Spark is an analytics engine used for large-scale data processing. It lets you spread both data and computations over clusters to achieve a substantial performance increase.
Since it is getting easier and less expensive to collect and store data, we are likely to have huge amounts of data when working on a real life problem. Thus, distributed engines like Spark are becoming the predominant tools in the Data Science ecosystem.
PySpark is a Python API for Spark. It combines the simplicity of Python with the efficiency of Spark which results in a cooperation that is highly appreciated by both data scientists and engineers.
In this article, we will go over several examples to introduce SQL module of PySpark which is used for working with structured data.
We first need to create a SparkSession which serves as an entry point to Spark SQL.
from pyspark.sql import SparkSession
sc = SparkSession.builder.getOrCreate()
sc.sparkContext.setLogLevel("WARN")
print(sc)
<pyspark.sql.session.SparkSession object at 0x7fecd819e630>
We will use this SparkSession object to interact with functions and methods of Spark SQL. Let’s create a spark data frame by reading a csv file. We will be using the Melbourne housing dataset available on Kaggle.
df = sc.read.option("header", "true").csv(
"/home/sparkuser/Desktop/melb_housing.csv"
)
We will make the data frame smaller by selecting only 5 columns. The list of columns can be viewed using the "df.columns" method.
df = df.select("Type", "Landsize", "Distance", "Regionname", "Price")
df.show(5)
As we will see in the examples, PySpark syntax seems like a mixture of Pandas and SQL. Thus, if you are already working with these tool, it will be relatively easy for you to learn PySpark.
We can sort the rows in data frame using the orderBy function. Let’s check the 5 most expensive houses in the dataset.
df.orderBy("Price", ascending=False).show(5)
The SQL module of PySpark has numerous functions available for data analysis and manipulation. We can either import all of them at once or separately.
# import all functions
from pyspark.sql import functions as F
There are 3 different types of houses in the dataset. We can calculate the average price of each type using the groupby function.
df.groupby("Type").agg(F.round(F.mean("Price")).alias("Avg_price")).show()
Let’s elaborate on the syntax. We group the observations (i.e. rows) by the type column. Then we calculate the average price for each group. The round function is used for rounding up the decimal points. The alias method changes the name of the aggregated column. It is similar to the "as" keyword in SQL.
The distance column shows the distance to the central business district. The house prices usually decrease as we move away from the city centre. We can confirm our anticipation by calculating the average house price for houses with a distance higher than 3 miles.
df.filter(F.col("Distance") > 3).groupby("Type").agg(
F.round(F.mean("Price")).alias("Avg_price")
).show()
We use the filter function to apply a condition on the distance column. Results confirm our anticipation. The average price has decreased for each type.

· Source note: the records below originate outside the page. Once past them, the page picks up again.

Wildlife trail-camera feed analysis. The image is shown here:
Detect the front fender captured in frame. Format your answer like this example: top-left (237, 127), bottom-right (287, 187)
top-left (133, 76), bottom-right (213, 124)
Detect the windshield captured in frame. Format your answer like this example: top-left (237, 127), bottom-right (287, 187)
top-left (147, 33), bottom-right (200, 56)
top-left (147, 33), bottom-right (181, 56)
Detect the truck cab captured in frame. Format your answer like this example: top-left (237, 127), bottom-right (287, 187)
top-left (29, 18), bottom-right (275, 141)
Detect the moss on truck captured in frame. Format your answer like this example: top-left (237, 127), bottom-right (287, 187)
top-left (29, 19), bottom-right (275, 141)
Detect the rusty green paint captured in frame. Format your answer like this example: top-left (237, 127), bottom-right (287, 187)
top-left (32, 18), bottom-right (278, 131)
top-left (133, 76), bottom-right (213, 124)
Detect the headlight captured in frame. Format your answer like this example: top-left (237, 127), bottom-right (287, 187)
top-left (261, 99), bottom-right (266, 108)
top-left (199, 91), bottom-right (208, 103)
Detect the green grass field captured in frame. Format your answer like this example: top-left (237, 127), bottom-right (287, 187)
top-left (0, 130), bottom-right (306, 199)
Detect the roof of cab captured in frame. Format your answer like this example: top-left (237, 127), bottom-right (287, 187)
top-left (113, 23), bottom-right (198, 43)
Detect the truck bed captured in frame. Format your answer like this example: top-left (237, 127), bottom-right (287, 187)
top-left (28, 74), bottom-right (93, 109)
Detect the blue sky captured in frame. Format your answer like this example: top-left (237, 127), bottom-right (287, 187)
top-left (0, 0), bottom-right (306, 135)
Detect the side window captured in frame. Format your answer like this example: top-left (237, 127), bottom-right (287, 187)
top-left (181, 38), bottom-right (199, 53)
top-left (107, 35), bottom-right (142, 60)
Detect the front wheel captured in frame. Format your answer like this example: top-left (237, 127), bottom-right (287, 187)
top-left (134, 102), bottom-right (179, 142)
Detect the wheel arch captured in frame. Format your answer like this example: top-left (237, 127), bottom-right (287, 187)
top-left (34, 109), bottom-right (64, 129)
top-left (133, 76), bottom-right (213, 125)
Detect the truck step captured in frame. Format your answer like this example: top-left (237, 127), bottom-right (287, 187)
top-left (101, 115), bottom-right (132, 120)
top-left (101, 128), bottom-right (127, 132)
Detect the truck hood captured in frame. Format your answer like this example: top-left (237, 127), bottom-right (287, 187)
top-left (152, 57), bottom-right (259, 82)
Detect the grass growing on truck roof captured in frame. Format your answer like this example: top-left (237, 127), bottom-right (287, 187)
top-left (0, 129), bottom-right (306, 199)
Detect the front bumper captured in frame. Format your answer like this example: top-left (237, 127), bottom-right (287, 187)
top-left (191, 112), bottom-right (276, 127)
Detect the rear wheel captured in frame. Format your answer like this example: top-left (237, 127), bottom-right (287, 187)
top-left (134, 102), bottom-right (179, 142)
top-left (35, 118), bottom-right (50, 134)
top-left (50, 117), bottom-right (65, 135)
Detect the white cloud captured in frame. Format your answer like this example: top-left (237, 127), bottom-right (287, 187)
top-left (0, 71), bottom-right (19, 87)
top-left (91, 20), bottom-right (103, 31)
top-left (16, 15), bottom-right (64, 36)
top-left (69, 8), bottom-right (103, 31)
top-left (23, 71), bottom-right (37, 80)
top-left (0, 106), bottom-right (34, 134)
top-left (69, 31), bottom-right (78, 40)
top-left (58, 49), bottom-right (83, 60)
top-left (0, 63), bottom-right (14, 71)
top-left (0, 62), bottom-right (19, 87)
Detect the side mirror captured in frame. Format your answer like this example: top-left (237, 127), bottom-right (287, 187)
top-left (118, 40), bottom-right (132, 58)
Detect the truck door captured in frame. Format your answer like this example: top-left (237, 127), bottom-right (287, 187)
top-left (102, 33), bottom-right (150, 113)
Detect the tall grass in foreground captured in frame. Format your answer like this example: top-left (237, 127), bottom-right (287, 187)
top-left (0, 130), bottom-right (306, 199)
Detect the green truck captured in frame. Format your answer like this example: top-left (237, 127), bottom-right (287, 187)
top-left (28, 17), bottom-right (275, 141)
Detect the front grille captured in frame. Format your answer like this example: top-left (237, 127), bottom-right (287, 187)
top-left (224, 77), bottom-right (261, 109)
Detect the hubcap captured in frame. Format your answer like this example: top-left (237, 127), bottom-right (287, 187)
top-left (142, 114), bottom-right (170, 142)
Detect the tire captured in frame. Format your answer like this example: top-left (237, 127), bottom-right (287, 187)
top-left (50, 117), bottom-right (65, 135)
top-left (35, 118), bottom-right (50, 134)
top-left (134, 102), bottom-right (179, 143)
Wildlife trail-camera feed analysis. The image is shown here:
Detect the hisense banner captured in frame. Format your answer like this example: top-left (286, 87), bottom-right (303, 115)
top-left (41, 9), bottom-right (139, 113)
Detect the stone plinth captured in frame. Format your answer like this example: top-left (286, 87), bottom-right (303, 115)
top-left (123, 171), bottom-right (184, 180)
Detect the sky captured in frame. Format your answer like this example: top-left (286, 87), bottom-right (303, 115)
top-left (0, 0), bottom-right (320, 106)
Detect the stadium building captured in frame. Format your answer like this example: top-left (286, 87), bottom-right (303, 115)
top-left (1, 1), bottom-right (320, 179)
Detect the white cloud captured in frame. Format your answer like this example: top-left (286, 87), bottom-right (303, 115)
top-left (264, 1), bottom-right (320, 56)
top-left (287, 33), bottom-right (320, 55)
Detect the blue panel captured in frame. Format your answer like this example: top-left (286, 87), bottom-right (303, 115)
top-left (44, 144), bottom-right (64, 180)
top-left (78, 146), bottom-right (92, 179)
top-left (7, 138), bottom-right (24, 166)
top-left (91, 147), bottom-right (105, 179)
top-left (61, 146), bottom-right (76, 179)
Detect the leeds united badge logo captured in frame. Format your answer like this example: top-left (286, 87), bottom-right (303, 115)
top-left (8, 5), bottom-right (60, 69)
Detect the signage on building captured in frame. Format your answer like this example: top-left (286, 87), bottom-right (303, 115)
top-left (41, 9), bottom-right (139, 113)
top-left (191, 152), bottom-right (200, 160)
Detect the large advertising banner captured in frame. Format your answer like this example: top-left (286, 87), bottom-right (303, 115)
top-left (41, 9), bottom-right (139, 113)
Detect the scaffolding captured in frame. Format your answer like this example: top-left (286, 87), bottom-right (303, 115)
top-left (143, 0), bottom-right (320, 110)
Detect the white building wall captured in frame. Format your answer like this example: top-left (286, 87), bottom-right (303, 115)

Two other useful functions are count and countDistinct which count the number of total and distinct observations (i.e. rows) in a group, respectively. For instance, the following code returns the number of houses for each type along with the number of distinct prices.
df.groupby("Type").agg(
F.count("Price").alias("n_houses"),
F.countDistinct("Price").alias("n_distinct_price")
).show()
A typical task in data analysis is to derive new columns based on the existing ones. It may be a part of your feature engineering process. Regarding the housing dataset, we can create a new feature that represents the price per unit land size.
To accomplish this task, the withColumn function can be used as follows:
df = df.withColumn(
"Price_per_size",
F.round(F.col("Landsize")*1000 / F.col("Price"), 2)
)
The name of the new column is "Price_per_size". The next line specifies the steps in deriving the values. We multiply the land size with 1000 and divide it by the house price. The result is rounded up to two decimal points.
Conclusion
We have covered an introduction to data analysis and manipulation with PySpark. The SQL module of PySpark offers many more functions and methods to perform efficient data analysis.
It is important to note that Spark is optimized for large-scale data. Thus, you may not see any performance increase when working with small-scale data. In fact, Pandas might outperform PySpark when working with small datasets.
Thank you for reading. Please let me know if you have any feedback.